Sriharikota (Andhra Pradesh) Sept. 8: The Indian Space Research Organisation (Isro) on Thursday scored a major success when its GSLV-F05 rocket, powered by an indigenous cryogenic engine, successfully launched a two-tonne class meteorological satellite, the INSAT-3DR, into Geosynchronous Transfer Orbit (GTO).
This is the third successive launch powered by an indigenous cryogenic stage, one of three engines on the GSLV rocket, the other two being solid and liquid-fuelled stages.
The rocket lifted off at 4.50 pm, after Isro delayed the launch by 40 minutes due to an 'anomaly' it found at the last minute.
The GSLV-F05 rose into sky with a deep growl, breaking free from the second launch pad at the Satish Dhawan Space Centre. The 49.1 metre tall rocket, weighing 415.2 tonnes, rapidly rose towards the sky, spewing a thick orange plume.
The rocket helped put the INSAT-3DR satellite, a weather satellite that can also aid in search and rescue (SAR) operations, into GTO around 17 minutes into the flight.
The GSLV is a three-stage rocket.
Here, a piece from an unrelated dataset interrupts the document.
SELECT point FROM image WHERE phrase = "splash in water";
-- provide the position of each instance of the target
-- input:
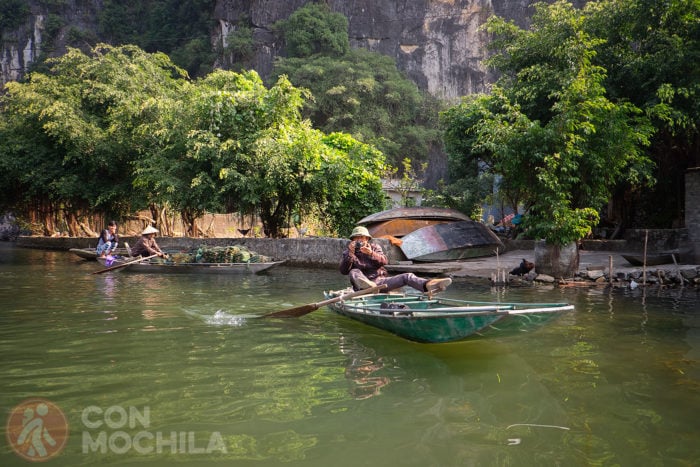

The first stage is fired by a solid-fuel motor, with four strap-on liquid-fuelled boosters. The second is powered by liquid fuel and the third is the Isro-developed cryogenic engine.
ISRO is perfecting the crucial cryogenic engine technology to save precious foreign exchange by launching heavier satellites on its own.
ISRO has so far relied on the European Space Agency's Ariane rocket to launch its heavy communication satellites.
India pays around Rs 500 crore ($75 million) as the launch fee for sending up a 3.5 tonne communication satellite. The satellite cost is separate.
ISRO can now launch satellites weighing around 2-2.5 tonnes till such time it readies an advanced GSLV variant -- GSLV-Mark III -- that can lug satellites weighing around four tonnes.